The business will be registered and VAT charged from the date that the business was aware that its taxable supplies were going to exceed the registration threshold within the 30 day period.
Where a business fails to register for VAT, the failure to notify penalty regime will apply.
The penalty charged is a % of the VAT due from the date that the business should have registered for VAT.
The % will depend on the type of behaviour resulting in the penalty, with a non-deliberate failure attracting a maximum penalty of 30%, while a deliberate and concealed failure could attract a penalty of up to 100% of the VAT due.
This % can be reduced where a disclosure is made to HMRC.
Flat Rate Scheme
An eligible VAT registered business may opt to join the Flat Rate Scheme.
The scheme enables the registered business to calculate its VAT liability as a flat rate percentage of total turnover (inc VAT) and so avoids the need to keep detailed records of input tax and output tax.
The Flat Rate Scheme operates by the company charging output tax as normal, but the output tax charged to customers is not paid over to HMRC and instead a ‘flat rate percentage’ is applied to the VAT inclusive turnover for that period. The business keeps the difference between what is charged to clients and what is paid to HMRC, which accounts for the fact that input VAT cannot be reclaimed (except for certain capital assets exceeding £2,000).
The applicable flat rate percentages range from 2% to 13.5% depending on the trade sector in which the business operates. A full list of the percentages can be found here.
A business can register under the Flat Rate Scheme provided taxable supplies are £150,000 or less, and must leave the scheme if taxable supplies exceed £230,000.
In the recent case of I & S Ward Roofing and Cladding v HMRC, it was held that the contractors were subject to penalties totalling almost £2,000 as they failed to register for VAT, despite the failure resulting from bad advice.
I & S Ward Roofing and Cladding traded as industrial roofing and cladding contractors as a partnership.
After the partnership completed a questionnaire with respect to their turnover, HMRC discovered that they should have been registered for the following periods:
- 1 February 2008 – 31 October 2009
- 1 January 2010 – 28 February 2011
- 1 November 2011 – 30 November 2012
- 1 April 2013 – 31 May 2013
As the first two periods were prior to the new penalty regime being introduced, ‘belated notification penalties’ were issued. For the remaining periods, penalties for Failure to Notify were issued.

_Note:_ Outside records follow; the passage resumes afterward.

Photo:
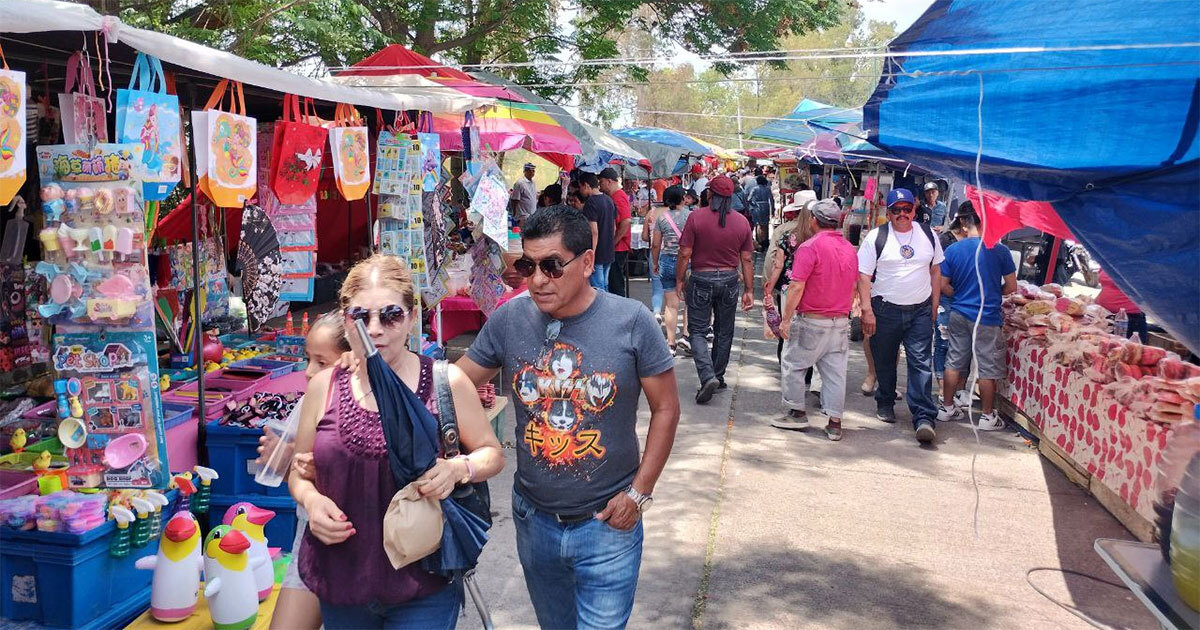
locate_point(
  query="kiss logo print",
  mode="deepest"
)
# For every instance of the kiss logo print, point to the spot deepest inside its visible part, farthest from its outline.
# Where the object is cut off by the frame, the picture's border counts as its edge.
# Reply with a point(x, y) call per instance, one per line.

The partnership accepted HMRC’s right to charge I & S Ward, however they requested leniency on the basis that the punishment was too severe. It was argued that the taxable turnover was increased by the following bad advice provided to the taxpayers:
a) to trade as a partnership rather than operating as two individuals; and
b) the accounts had been prepared by their advisors on the basis that their turnover included materials purchased on behalf of customers. This should have been separately identified and excluded from turnover.
Furthermore, the previous advisors failed to recognise that the partnership was trading above the VAT threshold.
The partnership also argued that HMRC had failed to point out the benefits available through the VAT flat rate scheme at the time that they set up their partnership Unique Taxpayer Reference.
The partnership’s failure to register for VAT was therefore as a result of poor advice from both HMRC and their advisors.
HMRC contended that reliance upon a third party is specifically excluded as a reasonable excuse for failing to register, and therefore the penalties are correct.
The Tribunal held that HMRC correctly identified the periods in which the business traded above the VAT threshold and were therefore required to register.
While the court accepted that the appellants had clearly received poor advised, it was held that as ignorance of the law and reliance upon a third party is not a reasonable excuse and the penalties were correctly issued.